Par arrêt le 16 juillet 2021, la Cour d'appel de Douai, statuant sur l'appel interjeté par la société, a réformé l'ordonnance et n'a maintenu que l'injonction de remise des bulletins de paie d'octobre 2020 à janvier 2021.
Le salarié a été convoqué par lettre recommandée avec accusé de réception à un entretien le 8 mars 2021 en vue d'un éventuel licenciement. A l'issue de cet entretien, son licenciement pour faute grave lui a été notifié par lettre recommandée avec accusé de réception en date du 18 mars 2021.
Les motifs du licenciement tels qu'énoncés dans la lettre sont les suivants :
«Vous occupez au sein de la Société Nouvelle PATRICK DEROISSART, le poste de carrossier depuis le 5 septembre 2017.
La crise sanitaire et le confinement ordonné par le Gouvernement nous ont contraints à fermer l'entreprise à compter du 16 mars 2020.
Vous étiez censé reprendre le travail le 18 mai 2020.
Pourtant vous ne vous êtes pas présenté à votre poste.
Le lendemain, 19 mai 20920, vous m4'avez adressé, à 8h01, un SMS m'informant que vous ne viendriez pas en raison d'un rendez-vous, l'après-midi même semble t'il, avec votre banquier.
Vous ne vous êtes pas davantage présenté les jours suivants.
C'est la raison pour laquelle je vous ai adressé le 20 mai un avertissement que vous avez réceptionné le 23 mai 2020.

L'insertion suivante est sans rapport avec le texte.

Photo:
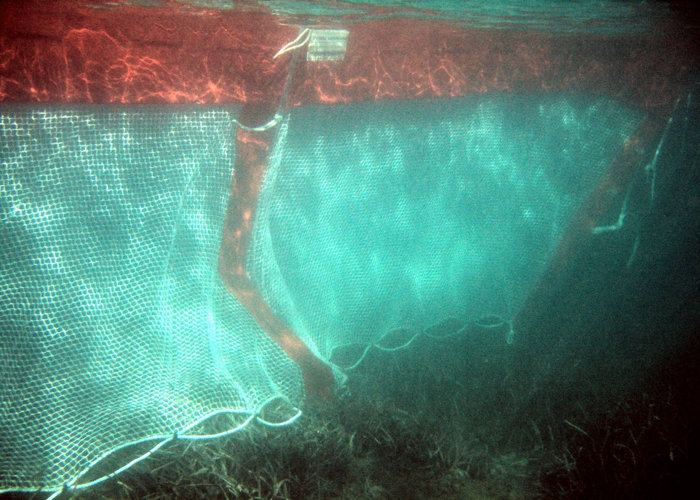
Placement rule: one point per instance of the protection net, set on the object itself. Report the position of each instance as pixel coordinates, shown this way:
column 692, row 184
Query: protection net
column 115, row 326
column 372, row 218
column 396, row 216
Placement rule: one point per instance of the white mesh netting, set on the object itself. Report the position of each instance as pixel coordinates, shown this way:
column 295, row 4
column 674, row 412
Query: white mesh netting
column 372, row 217
column 397, row 215
column 115, row 326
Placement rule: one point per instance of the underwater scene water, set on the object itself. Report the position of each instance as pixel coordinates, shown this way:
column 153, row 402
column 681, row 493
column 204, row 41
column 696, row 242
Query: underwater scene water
column 358, row 250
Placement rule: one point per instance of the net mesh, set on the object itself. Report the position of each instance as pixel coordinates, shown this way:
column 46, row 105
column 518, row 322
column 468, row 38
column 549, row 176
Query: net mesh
column 372, row 217
column 396, row 215
column 115, row 327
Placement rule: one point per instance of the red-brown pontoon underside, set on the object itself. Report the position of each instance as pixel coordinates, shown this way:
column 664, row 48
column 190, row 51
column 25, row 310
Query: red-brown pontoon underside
column 101, row 53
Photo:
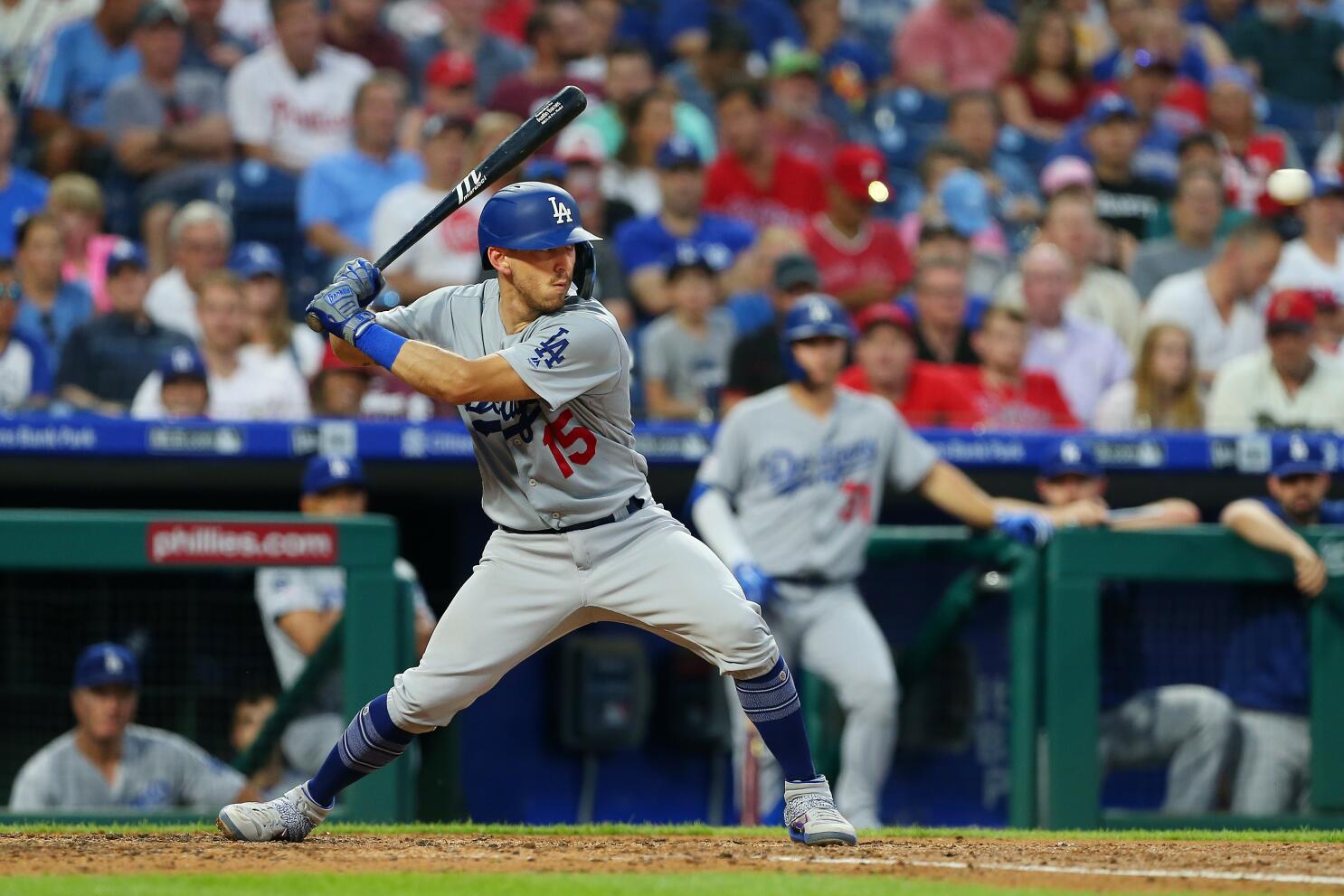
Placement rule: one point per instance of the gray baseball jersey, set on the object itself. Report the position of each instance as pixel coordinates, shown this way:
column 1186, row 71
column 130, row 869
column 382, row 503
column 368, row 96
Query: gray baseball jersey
column 563, row 459
column 807, row 491
column 159, row 770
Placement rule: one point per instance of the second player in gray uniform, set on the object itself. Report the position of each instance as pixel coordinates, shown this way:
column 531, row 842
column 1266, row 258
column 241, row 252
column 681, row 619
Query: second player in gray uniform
column 541, row 375
column 788, row 498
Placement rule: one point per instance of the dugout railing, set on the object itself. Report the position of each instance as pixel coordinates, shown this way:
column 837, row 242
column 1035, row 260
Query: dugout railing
column 374, row 639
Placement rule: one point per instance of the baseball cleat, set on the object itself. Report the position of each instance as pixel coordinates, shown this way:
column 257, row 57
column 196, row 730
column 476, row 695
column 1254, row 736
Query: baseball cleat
column 289, row 817
column 810, row 815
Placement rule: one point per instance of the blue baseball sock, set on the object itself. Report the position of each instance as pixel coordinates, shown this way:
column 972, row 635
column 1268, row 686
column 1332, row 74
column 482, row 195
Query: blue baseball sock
column 370, row 743
column 771, row 704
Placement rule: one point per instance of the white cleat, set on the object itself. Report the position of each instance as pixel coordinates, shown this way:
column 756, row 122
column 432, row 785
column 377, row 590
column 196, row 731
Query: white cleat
column 289, row 817
column 810, row 815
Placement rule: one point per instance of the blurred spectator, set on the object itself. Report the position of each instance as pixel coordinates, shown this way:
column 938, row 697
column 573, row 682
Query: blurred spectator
column 450, row 254
column 1098, row 295
column 630, row 176
column 953, row 44
column 77, row 203
column 1266, row 668
column 167, row 127
column 794, row 118
column 245, row 383
column 24, row 25
column 1249, row 151
column 109, row 762
column 975, row 124
column 266, row 307
column 495, row 57
column 629, row 75
column 1164, row 392
column 1046, row 88
column 700, row 78
column 682, row 229
column 1281, row 386
column 109, row 356
column 1084, row 357
column 69, row 80
column 24, row 376
column 1125, row 202
column 300, row 608
column 755, row 363
column 339, row 193
column 1195, row 213
column 556, row 35
column 999, row 394
column 50, row 307
column 355, row 25
column 199, row 238
column 339, row 389
column 209, row 44
column 1293, row 55
column 885, row 364
column 752, row 180
column 290, row 104
column 685, row 356
column 183, row 384
column 22, row 193
column 1316, row 259
column 686, row 27
column 862, row 259
column 1218, row 304
column 943, row 315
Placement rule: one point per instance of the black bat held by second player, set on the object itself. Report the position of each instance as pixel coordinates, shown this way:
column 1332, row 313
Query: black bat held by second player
column 534, row 133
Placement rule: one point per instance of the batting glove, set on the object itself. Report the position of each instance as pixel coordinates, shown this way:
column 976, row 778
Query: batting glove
column 365, row 279
column 1031, row 530
column 755, row 583
column 339, row 312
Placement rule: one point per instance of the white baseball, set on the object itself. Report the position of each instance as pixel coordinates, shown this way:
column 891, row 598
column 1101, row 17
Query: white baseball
column 1289, row 185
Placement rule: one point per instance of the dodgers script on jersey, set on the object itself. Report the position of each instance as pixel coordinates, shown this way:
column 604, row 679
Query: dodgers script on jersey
column 807, row 491
column 570, row 457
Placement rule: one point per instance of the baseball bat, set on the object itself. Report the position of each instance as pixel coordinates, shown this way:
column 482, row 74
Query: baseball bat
column 525, row 140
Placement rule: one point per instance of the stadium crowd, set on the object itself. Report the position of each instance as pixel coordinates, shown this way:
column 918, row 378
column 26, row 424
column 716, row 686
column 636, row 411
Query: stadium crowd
column 1042, row 216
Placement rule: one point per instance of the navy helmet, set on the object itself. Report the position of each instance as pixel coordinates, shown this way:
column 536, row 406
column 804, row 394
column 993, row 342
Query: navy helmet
column 536, row 215
column 813, row 315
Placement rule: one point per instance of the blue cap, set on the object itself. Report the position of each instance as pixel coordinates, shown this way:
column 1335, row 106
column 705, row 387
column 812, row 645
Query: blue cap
column 182, row 362
column 107, row 664
column 965, row 201
column 677, row 152
column 125, row 253
column 326, row 473
column 253, row 259
column 1069, row 457
column 1300, row 456
column 1109, row 107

Vous m'avez alors fait part de votre intention de rompre votre contrat de travail, soit par le biais d'une démission soit par le biais d'une Rupture Conventionnelle mais vous n'avez pas donné suite.
Depuis lors, vous êtes toujours en absence injustifiée, et c'est la raison pour laquelle je vous ai convoqué à un entretien préalable et mis à pied à titre conservatoire.

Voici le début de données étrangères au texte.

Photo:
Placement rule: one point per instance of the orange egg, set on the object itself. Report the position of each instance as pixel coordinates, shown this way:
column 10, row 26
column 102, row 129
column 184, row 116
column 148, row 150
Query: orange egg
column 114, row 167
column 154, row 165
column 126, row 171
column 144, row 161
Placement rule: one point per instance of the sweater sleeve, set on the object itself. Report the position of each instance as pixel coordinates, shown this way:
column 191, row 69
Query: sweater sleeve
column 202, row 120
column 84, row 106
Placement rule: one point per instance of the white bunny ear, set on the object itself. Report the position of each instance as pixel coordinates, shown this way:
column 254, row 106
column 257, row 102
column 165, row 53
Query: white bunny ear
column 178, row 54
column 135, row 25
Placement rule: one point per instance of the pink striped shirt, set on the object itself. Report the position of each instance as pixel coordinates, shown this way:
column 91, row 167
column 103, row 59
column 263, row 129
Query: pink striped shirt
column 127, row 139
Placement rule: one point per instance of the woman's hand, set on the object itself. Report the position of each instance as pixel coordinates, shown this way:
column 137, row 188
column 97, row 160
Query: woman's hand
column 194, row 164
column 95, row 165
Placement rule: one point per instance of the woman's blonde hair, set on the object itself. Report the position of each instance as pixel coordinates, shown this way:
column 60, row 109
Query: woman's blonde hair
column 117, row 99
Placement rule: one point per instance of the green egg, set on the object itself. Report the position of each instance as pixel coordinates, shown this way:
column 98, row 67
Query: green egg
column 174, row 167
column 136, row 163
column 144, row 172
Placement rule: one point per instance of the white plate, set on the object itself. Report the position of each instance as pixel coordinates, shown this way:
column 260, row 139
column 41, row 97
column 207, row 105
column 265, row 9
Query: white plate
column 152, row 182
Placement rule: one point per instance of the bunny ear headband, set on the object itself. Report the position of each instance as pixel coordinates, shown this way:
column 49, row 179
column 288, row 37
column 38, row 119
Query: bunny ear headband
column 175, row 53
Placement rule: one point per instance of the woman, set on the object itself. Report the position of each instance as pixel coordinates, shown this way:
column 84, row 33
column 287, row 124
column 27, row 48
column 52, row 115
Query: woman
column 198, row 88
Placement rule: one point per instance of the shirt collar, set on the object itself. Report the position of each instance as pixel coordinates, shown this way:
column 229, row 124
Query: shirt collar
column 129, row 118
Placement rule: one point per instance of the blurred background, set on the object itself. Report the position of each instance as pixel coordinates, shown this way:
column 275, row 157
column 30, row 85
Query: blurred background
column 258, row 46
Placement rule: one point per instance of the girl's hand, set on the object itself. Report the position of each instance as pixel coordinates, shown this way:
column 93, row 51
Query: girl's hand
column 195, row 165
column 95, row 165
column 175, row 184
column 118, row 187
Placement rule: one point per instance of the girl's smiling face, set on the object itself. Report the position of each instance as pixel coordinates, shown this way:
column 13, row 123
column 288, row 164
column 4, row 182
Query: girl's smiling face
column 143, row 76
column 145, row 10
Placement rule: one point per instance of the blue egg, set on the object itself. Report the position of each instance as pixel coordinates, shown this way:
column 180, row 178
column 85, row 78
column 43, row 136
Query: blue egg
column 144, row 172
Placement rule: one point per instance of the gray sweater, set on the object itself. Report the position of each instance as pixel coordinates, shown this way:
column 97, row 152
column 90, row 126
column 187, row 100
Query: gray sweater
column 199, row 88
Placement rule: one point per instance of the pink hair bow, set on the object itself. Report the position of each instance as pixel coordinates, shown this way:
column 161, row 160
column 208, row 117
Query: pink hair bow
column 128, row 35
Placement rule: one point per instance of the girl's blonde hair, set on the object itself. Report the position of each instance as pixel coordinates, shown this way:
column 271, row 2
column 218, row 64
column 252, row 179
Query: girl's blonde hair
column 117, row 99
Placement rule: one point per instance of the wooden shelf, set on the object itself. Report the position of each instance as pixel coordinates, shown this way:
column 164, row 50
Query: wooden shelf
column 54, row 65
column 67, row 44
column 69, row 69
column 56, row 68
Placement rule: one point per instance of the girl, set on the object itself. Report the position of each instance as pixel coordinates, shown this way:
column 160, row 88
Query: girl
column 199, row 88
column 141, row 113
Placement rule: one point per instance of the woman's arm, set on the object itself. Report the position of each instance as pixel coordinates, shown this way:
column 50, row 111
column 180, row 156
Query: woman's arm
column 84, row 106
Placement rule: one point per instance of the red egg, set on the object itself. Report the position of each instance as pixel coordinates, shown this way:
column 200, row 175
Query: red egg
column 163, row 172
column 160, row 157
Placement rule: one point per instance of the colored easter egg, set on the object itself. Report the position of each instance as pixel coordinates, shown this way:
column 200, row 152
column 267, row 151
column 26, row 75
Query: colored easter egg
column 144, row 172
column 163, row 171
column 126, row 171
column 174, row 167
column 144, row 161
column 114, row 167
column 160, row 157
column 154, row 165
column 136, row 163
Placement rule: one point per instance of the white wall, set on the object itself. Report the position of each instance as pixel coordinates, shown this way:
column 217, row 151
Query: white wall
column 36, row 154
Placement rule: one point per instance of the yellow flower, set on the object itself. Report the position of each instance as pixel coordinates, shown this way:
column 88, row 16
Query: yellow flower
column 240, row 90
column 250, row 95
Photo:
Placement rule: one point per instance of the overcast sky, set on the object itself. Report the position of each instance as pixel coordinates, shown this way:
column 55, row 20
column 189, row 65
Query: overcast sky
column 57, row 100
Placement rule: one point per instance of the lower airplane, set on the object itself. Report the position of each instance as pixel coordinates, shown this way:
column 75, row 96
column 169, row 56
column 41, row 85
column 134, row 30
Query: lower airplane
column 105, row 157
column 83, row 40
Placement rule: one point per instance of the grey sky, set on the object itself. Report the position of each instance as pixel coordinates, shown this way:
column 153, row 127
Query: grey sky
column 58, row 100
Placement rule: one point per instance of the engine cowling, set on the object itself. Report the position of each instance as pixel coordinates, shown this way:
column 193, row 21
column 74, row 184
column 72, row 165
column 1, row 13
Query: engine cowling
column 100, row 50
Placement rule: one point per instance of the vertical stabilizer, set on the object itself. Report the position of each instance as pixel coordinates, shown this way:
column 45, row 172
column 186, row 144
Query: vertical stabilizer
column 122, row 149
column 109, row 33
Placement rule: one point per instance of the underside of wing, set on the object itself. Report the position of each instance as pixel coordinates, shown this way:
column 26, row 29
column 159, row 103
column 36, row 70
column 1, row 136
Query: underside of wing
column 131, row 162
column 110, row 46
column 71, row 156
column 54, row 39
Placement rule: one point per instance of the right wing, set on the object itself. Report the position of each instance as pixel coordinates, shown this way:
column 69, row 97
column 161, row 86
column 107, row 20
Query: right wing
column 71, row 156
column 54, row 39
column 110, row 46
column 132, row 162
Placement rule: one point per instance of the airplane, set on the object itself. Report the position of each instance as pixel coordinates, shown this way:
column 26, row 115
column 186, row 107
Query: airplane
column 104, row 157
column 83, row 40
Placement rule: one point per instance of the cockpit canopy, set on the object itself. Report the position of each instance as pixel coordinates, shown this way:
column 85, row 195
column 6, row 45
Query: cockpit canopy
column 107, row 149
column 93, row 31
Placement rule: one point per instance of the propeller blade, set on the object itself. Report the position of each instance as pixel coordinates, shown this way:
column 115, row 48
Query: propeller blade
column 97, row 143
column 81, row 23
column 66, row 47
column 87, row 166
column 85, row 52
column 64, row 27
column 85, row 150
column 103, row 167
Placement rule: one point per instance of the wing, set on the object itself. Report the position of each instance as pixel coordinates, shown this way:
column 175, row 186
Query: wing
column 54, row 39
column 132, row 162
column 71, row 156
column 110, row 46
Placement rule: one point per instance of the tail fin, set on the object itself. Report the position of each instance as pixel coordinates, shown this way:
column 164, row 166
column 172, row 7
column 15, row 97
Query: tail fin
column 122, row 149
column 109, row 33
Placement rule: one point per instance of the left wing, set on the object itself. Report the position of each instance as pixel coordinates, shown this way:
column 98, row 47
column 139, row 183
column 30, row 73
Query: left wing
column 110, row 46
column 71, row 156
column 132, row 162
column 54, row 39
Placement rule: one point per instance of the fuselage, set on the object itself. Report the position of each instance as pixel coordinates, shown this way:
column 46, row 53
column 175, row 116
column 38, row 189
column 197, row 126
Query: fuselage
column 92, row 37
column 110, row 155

Lors de l'entretien du 8 mars 2021, auquel vous vous êtes présenté assisté, les explications que vous avez fournies ne m'ont pas permis de modifier mon appréciation des faits.

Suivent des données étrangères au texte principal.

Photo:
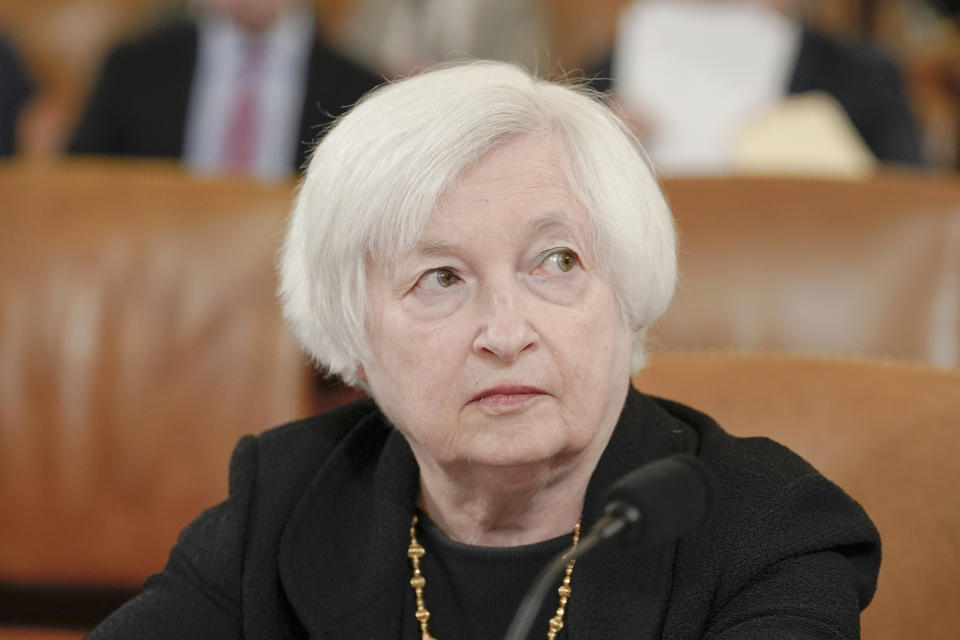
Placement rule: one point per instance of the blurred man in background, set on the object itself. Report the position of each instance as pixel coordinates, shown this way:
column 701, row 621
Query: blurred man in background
column 245, row 86
column 693, row 73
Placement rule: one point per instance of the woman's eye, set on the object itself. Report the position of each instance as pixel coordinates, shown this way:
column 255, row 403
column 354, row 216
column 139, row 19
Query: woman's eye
column 438, row 279
column 564, row 260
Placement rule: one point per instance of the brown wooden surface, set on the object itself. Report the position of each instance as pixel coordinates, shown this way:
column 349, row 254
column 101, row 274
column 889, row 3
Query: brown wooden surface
column 888, row 433
column 854, row 267
column 139, row 339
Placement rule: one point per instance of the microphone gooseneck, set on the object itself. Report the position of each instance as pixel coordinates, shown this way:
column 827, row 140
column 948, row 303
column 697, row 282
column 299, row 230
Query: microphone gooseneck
column 656, row 503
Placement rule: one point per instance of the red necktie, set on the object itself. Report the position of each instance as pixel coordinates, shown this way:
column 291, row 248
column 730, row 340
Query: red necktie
column 241, row 142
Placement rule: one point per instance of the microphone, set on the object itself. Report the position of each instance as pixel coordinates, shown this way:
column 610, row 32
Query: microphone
column 654, row 504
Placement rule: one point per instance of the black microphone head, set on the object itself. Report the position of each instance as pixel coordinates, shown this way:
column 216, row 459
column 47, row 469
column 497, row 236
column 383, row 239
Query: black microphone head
column 662, row 500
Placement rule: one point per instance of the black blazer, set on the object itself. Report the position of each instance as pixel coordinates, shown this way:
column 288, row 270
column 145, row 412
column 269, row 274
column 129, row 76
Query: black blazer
column 312, row 543
column 139, row 103
column 866, row 83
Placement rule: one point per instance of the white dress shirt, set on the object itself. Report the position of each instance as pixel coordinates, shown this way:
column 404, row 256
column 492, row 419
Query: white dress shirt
column 222, row 49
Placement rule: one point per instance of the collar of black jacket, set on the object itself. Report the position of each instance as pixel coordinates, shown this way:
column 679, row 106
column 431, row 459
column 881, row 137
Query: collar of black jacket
column 342, row 557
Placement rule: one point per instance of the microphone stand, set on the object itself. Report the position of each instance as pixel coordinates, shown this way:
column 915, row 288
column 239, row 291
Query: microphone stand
column 619, row 517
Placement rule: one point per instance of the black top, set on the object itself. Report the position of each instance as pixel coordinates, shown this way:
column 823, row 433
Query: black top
column 473, row 592
column 311, row 543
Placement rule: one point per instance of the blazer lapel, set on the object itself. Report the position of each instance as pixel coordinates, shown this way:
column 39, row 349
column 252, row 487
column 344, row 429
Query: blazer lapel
column 623, row 592
column 343, row 558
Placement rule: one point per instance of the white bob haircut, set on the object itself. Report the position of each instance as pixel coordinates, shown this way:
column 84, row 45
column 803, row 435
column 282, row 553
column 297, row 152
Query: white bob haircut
column 378, row 176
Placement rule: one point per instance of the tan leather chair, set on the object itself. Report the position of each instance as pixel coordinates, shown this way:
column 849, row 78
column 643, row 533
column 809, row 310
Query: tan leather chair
column 139, row 339
column 888, row 433
column 868, row 267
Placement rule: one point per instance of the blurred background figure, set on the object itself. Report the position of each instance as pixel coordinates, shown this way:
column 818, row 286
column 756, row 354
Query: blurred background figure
column 240, row 86
column 401, row 36
column 15, row 89
column 706, row 80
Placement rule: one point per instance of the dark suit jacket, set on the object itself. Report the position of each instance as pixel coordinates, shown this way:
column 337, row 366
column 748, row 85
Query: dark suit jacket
column 139, row 104
column 312, row 541
column 866, row 83
column 15, row 89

Dans ces conditions, je vous notifie votre licenciement pour faute grave en raison de votre absence injustifiée depuis le 18 mai 2020 malgré un avertissement et une mise en demeure».
Par requête reçue le 21 octobre 2022, le salarié a saisi le conseil de prud'hommes de Roubaix afin d'obtenir un rappel de salaire, de faire constater l'illégitimité de son licenciement et d'obtenir le versement d'indemnités de rupture et de dommages et intérêts.